How do I apply for a home improvement loan?

When you want to renovate your home, you may need to take out a loan to cover the costs. You could apply for a home improvement loan, which is a personal loan that you use to cover the costs of your home renovations. There is no difference between applying for this type of home improvement loan and applying for a standard personal loan. It would be best to check and compare the features, fees and details of the loan before applying. 

Besides taking out a home improvement loan, you could also:

  1. Use the equity in your house: Equity is the difference between your property’s value and the amount you still owe on your home loan. You may be able to access this equity by refinancing your home loan and then using it to finance your home improvement.  Speak with your lender or a mortgage broker about accessing your equity.
  2. Utilise the redraw facility of your home loan: Check whether the existing home loan has a redraw facility. A redraw facility allows you to access additional funds you’ve repaid into your home loan. Some lenders offer this on variable rate home loans but not on fixed.

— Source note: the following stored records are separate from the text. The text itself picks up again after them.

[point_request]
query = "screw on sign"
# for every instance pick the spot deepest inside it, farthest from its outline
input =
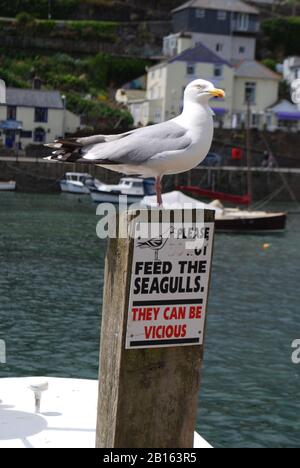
(295, 91)
(2, 92)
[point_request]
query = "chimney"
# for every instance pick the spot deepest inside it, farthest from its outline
(36, 83)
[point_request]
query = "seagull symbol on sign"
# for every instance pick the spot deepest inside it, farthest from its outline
(157, 243)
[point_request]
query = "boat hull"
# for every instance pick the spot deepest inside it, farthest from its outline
(7, 186)
(99, 196)
(263, 224)
(68, 187)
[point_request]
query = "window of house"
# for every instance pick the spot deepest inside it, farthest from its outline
(11, 113)
(250, 93)
(243, 22)
(25, 134)
(200, 13)
(41, 114)
(190, 69)
(222, 15)
(218, 71)
(39, 135)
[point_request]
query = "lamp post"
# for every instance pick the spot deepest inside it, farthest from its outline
(49, 9)
(64, 100)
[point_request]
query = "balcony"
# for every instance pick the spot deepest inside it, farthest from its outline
(245, 27)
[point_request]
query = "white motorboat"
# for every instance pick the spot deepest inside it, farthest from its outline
(7, 186)
(135, 190)
(226, 219)
(78, 183)
(67, 417)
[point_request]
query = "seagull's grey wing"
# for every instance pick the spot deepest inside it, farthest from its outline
(139, 146)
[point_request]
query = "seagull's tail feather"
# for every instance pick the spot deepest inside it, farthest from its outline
(66, 150)
(70, 149)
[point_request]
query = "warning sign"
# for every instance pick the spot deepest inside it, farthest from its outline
(169, 290)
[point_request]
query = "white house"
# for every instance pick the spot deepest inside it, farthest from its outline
(256, 85)
(167, 81)
(291, 69)
(228, 28)
(285, 116)
(34, 116)
(246, 83)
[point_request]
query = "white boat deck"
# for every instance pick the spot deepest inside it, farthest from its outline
(67, 418)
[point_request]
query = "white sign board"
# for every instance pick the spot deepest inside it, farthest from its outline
(169, 290)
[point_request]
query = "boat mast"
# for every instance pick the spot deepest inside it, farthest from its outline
(249, 152)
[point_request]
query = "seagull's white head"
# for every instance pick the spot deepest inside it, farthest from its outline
(200, 91)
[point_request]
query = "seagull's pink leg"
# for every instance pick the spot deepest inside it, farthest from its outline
(158, 191)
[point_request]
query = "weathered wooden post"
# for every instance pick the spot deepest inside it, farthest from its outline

If this option is available to you, contact your lender to discuss how to access it.
  3. Apply for a construction loan: A construction loan is typically used when constructing a new property but can also be used as a home renovation loan. You may find that a construction loan is a suitable option as it enables you to draw funds as your renovation project progresses. You can compare construction home loans online or speak to a mortgage broker about taking out such a loan.
  4. Look into government grants: Check whether there are any government grants offered when you need the funds and whether you qualify. Initiatives like the HomeBuilder Grant were offered by the Federal Government for a limited period until April 2021. They could help fund your renovations either in full or just partially.  

How do you determine which home loan rates/products I’m shown?

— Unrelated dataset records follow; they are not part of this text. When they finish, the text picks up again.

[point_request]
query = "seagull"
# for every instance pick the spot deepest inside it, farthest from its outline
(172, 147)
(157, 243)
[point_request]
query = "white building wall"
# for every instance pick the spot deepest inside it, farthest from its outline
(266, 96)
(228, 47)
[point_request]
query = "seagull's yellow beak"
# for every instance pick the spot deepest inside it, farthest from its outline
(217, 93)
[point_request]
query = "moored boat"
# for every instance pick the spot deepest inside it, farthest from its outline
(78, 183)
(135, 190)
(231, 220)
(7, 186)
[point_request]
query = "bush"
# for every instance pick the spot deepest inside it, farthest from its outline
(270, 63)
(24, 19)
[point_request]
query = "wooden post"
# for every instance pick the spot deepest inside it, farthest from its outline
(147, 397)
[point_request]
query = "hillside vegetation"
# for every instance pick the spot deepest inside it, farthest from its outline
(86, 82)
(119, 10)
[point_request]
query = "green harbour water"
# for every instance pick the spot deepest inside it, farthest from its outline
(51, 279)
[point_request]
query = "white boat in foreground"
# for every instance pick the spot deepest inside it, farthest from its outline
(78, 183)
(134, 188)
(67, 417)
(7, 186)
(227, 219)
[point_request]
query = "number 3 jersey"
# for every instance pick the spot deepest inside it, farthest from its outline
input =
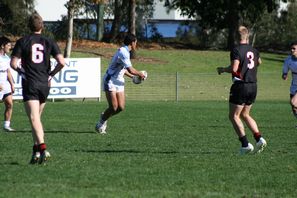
(249, 61)
(4, 67)
(290, 63)
(35, 51)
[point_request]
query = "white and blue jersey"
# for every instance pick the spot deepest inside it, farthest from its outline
(4, 67)
(290, 64)
(114, 77)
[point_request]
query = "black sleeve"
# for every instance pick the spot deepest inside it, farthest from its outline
(55, 49)
(17, 50)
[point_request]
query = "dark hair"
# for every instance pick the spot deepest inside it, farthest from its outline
(35, 22)
(293, 43)
(4, 40)
(129, 39)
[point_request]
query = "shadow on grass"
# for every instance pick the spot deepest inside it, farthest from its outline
(131, 151)
(54, 131)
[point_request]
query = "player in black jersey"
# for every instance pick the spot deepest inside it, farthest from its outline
(244, 63)
(35, 51)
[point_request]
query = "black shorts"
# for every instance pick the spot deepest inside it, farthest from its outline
(35, 91)
(243, 93)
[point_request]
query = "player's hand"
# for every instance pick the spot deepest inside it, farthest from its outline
(12, 88)
(285, 76)
(220, 70)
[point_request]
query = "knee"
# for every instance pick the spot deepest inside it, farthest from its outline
(9, 106)
(120, 108)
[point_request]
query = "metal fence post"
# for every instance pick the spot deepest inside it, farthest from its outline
(176, 87)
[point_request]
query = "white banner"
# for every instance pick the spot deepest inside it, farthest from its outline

When you check your home loan rate, you’ll supply some basic information about your current loan, including the amount owing on your mortgage and your current interest rate.

We’ll compare this information to the home loan options in the RateCity database and show you which home loan products you may be eligible to apply for.


Does the Home Loan Rate Promise apply to discounted interest rate offers, such as honeymoon rates?

No. Temporary discounts to home loan interest rates will expire after a limited time, so they aren’t valid for comparing home loans as part of the Home Loan Rate Promise.

However, if your home loan has been discounted from the lender’s standard rate on a permanent basis, you can check if we can find an even lower rate that could apply to you.

How do I refinance my home loan?

Refinancing your home loan can involve a bit of paperwork but if you are moving on to a lower rate, it can save you thousands of dollars in the long-run. The first step is finding another loan on the market that you think will save you money over time or offer features that your current loan does not have. Once you have selected a couple of loans you are interested in, compare them with your current loan to see if you will save money in the long term on interest rates and fees. Remember to factor in any break fees and set up fees when assessing the cost of switching.

Once you have decided on a new loan it is simply a matter of contacting your existing and future lender to get the new loan set up. Beware that some lenders will revert your loan back to a 25 or 30 year term when you refinance which may mean initial lower repayments but may cost you more in the long run.